It's given that $a \in \mathbb{R}$ with $a > 0$ and $0<x_1<\frac{1}{a}$. The sequence $(x_n)_{n\in\mathbb{N}}$ is defined by $x_{n+1} = 2x_n-ax^2_n.$ Now, I first proved by induction that $x_n < \frac{1}{n}$ for all $n \in \mathbb{N}$. Then I was wondering, if it is enough to just show that $x_{n+1} = 2x_n-ax^2_n > 2x_n – \frac{1}{x_n}x^2_n = 2x_n-x_n = x_n$ to fully prove that $ x_{n+1} > x_n$ for all $n \in \mathbb{N}$ and therefore $(x_n)_{n\in\mathbb{N}}$ is monotonically increasing? Thanks for any corrections or tips, I'm just not sure if I might be missing something.
Show that a sequence is monotonically increasing.

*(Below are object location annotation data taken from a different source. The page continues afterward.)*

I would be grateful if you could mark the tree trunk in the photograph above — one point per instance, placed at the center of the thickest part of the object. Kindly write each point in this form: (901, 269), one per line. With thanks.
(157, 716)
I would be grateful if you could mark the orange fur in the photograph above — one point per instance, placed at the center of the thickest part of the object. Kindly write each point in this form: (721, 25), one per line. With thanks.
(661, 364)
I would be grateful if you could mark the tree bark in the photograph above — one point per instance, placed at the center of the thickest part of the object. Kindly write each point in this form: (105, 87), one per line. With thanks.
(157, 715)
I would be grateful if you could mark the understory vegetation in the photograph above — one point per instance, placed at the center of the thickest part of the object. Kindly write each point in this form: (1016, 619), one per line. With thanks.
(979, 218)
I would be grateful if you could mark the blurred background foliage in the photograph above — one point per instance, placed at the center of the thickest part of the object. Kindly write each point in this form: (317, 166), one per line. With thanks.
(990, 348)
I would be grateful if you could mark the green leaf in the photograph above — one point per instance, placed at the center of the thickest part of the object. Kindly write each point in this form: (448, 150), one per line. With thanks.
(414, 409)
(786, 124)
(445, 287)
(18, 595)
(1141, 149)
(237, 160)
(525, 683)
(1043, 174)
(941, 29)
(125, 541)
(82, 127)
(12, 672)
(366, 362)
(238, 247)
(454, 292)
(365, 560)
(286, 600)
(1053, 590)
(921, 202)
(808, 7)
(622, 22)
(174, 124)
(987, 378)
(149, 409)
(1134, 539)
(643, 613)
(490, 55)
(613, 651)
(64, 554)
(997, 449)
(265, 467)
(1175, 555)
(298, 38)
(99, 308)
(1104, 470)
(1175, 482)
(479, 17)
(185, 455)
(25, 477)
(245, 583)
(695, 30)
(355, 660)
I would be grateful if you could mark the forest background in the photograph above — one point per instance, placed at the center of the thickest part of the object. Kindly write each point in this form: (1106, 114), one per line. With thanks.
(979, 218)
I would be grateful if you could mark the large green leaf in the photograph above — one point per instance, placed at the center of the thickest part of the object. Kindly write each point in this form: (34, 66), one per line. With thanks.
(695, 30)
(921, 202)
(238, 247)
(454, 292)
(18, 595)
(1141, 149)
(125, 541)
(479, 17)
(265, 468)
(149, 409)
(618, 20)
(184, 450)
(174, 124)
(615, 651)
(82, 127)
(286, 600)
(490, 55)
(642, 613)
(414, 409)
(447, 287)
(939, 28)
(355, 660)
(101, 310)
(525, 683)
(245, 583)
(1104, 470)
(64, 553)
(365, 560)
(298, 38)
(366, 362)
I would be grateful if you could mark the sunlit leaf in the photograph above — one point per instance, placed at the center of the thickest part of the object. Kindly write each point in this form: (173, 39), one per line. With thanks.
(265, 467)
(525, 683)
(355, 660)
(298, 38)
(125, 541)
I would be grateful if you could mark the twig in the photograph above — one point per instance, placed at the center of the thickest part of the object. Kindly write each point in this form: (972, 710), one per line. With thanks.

calculusinductionsequences-and-series
Best Answer
You have to justify the inequality $x_n(2-ax_n) <\frac 1 a (2-\frac 1 a a)$. To prove this consider the function $f(t)=t(2-at)$ defined on $(0,\frac 1 a)$. Since $f'(t)=2-2at>0$ for all $t$ in the domain of $f$ this function is increasing. Since $t(2-at)=\frac 1 a$ when $t=\frac 1 a$ it follows (by looking at the extension of $f$ to $(0,\frac 1 a]$) that $f(t) <\frac 1 a$ for all $t$. So if we assume that $x_n <\frac 1 a$ we can take $t=x_n$ to see that $x_{n+1}<\frac 1 a$.